Since the 1990s, the federal government required public state universities in Mexico to recruit full time faculty members with doctoral degrees and research productivity to increase the academic competitiveness of higher education. After two decades of the implementation of federal mandates, public state universities have not improved their academic life significantly (Chavoya-Peña, et al., 2006). The failure of federal programs for university restructuring can be understood from a variety of perspectives. Central to this failure is the faculty body.

Based on a case study approach, this investigation sought to understand the ways in which full time faculty members that entered state public universities since 1996 as part of the Faculty Enhancement Program (PROMEP) negotiate their professional identity within a climate of university restructuring in Mexico. The case site was a public state university in the state of Morelos (UM) in the central valley of Mexico. This investigation included three research questions: What are the contextual factors for the negotiation of academic identity? What are the practices that enable full time faculty to negotiate their academic identity? What are the characteristics of the academic identity of full time faculty? Organizational theory, cultural theory, and professional identity theory shaped the theoretical framework.

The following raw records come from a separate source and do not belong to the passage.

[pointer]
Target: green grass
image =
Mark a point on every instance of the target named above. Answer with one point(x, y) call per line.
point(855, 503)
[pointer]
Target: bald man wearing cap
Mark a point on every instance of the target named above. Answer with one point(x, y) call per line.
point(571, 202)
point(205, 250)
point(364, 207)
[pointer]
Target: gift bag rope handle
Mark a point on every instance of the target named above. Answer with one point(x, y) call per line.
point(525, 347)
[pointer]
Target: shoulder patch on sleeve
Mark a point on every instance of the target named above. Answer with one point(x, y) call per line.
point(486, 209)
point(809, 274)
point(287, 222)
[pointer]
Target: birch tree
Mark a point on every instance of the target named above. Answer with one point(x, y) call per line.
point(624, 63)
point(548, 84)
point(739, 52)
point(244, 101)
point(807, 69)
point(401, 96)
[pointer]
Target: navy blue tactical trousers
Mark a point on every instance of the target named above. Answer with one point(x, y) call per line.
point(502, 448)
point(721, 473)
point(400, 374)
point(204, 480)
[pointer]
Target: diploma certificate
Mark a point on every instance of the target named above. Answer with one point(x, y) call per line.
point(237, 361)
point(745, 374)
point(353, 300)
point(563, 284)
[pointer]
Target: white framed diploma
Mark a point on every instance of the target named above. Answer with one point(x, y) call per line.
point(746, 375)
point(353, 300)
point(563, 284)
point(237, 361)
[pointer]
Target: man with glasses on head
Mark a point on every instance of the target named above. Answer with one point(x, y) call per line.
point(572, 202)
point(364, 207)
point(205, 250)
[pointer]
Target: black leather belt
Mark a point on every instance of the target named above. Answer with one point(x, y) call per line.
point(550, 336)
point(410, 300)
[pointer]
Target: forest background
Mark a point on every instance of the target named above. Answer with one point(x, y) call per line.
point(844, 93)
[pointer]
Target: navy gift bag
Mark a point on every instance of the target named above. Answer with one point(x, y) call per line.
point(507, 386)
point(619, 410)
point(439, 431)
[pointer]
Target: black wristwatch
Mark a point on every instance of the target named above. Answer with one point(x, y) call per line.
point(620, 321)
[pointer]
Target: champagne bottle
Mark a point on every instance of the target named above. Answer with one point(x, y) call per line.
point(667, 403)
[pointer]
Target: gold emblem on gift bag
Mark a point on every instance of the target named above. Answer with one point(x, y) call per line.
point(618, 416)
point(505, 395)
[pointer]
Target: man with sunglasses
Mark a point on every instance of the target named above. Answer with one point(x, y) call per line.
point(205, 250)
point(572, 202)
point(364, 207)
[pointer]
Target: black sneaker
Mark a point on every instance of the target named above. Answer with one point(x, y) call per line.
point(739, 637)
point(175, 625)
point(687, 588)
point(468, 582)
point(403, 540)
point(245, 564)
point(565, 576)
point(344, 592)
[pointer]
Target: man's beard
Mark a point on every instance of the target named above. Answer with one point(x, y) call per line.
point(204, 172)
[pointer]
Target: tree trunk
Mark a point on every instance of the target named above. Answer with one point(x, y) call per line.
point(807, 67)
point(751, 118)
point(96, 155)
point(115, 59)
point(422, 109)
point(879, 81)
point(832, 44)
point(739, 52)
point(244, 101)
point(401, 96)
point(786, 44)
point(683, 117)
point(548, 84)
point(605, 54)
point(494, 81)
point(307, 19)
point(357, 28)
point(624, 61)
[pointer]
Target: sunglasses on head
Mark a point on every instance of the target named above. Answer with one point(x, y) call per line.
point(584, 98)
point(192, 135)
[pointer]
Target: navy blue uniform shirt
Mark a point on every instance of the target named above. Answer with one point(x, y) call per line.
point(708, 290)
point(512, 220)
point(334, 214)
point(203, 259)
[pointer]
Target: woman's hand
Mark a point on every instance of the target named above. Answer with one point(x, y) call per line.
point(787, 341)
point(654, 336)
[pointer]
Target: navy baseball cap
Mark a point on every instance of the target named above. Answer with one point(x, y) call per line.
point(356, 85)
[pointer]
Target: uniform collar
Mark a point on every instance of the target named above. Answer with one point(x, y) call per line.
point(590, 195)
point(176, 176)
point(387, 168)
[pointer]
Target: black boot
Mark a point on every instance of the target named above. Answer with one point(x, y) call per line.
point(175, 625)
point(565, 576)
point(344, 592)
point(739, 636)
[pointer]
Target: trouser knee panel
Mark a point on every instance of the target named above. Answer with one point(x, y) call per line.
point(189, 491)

Empirical data collected through semi-structured interviews, participant observation, and document analysis was interpreted through analytical induction (Erickson, 1986) and reflexive analysis (Aunger, 1995). Three central findings are presented. First, full time faculty members at UM self-defined as researchers. Full time faculty members negotiated their academic identity within two types of Faculties: parochial and modern Faculties. Each type of Faculty had a different cultural orientation and social structure to organize academic life. Second, full time faculty members stressed their reluctance to participate in committee work; yet they engaged actively in institutional service activities in order to create organizational conditions that facilitated the development of research and teaching. Third, through strategies of self-regulation, full time faculty members negotiated three types of self-definitions: the academic as researcher, the academic as change-maker, and the academic as saturated worker. Contributions of this study, implications for practice, and pathways for further research are discussed.